There's no concrete conclusion on autism being genetic or environmental. However, genetics, bioology, and environment are all important factors. Having older parents, infections, or a difficult birth are examples of factors that could increase the risk for being born with autism.
Genes can be thought of as a menu for the human body.
The information that's stored in every cell determines how people's appearances are, how tall individuals grow, and even the size of their feet.
These bits of information are influenced and altered by activity that occurs on the outside.
Because genetics is so complicated, it's hard to claim simply if autism is genetic or not.
There are too many factors at work to give a straightforward answer with little nuance. Recently, many crucial studies have been completed that are related to autism.
Some of them insinuate that autism might be genetic, at least ostensibly.
Other research pinpoints the amount of information that's left unanswered, especially regarding the role that genes have in ASD.
Surprisingly, research suggests that the rarer variants associated with autism are mostly inherited from the father.
Genes are carried from a child's parents to their children, which continues with their children once they're older. At times children have the same problems and traits that their parents have.
It's fairly common for brothers and sisters to share genetic traits.
Research conducted with different families shows much about the role of genetics in autism and its symptoms.
Throughout the years, it's been known that ASD is hereditary, passing from parents to their children. An early study showcasing identical twins was proof of this.
The people conducting the study were confident that when ASD symptoms were present in one twin, there would be a high probability of the other twin having the same disorder. As for fraternal twins, there's a 40% chance of this.

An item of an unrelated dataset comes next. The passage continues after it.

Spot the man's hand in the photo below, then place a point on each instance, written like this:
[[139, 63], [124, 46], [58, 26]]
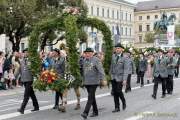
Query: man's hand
[[124, 82]]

Through extensive research, it's proven that children with ASD have alternative conditions that are based on genetics. These include the following:
Approximately 20% of kids with autism have one of the symptoms listed above, according to experts. Many of the conditions manifest themselves with unfounded portions of DNA or other imperfections in one's genetic code.
Autism chromosomes are caused by the transfer of genes during development in the womb.
Clinical therapists often screen the chromosomes of children that are in development.
This helps to find if any abnormalities are present. Things like prenatal tests that are genetic for handling some of the symptoms of autism.
Some include fragile x syndrome. However, if a baby that's still in development has such mutations, there's no surefire way to know if they'll later receive an autism diagnosis in the future.
Understanding the number of genes that can cause autism is difficult but necessary. Psychologists and therapists alike promote the uncertainty surrounding ASD and how it manifests.
Some researchers claim genes indicate how different cells function, and that they can specify the impacts they have on causing damage and disease.
Risks that aren't genetic can also exist such as mitochondria. Mitochondria are small formations that give power to different cells. Some of them contain their genetic code. Anyone with autism can have the atypical function of their mitochondria. This can lead to a whole host of issues that in turn cause symptoms common in the autistic.
Another is developmental susceptibility. The environment and genes that inhabit it are interconnected in all people.
A person with a particular listening of genes could move to a satisfactory prompt for an official diagnosis of autism. Yet, on the other hand, someone that doesn't experience such a trigger might not have any issues.
The third is the environment. Characteristics like a mother getting pregnant with twins, deficiencies in folate, and other contributors can boost the chances of autism being present.
All of the factors listed can precede the role that genes play in a baby developing autism.
At the same time, they can serve as a contributing part of a larger set of circumstances that lead to the disorder. There remains much research that must be done to find a better understanding of the root causes.
Still, someone can develop autism symptoms, even if their family has no history of it showing up in other relatives.
Around 30% of incidents happen in this scenario. If the disorder occurs in those who exhibit little to no genetic imperfections, there's little consensus as to how it happens.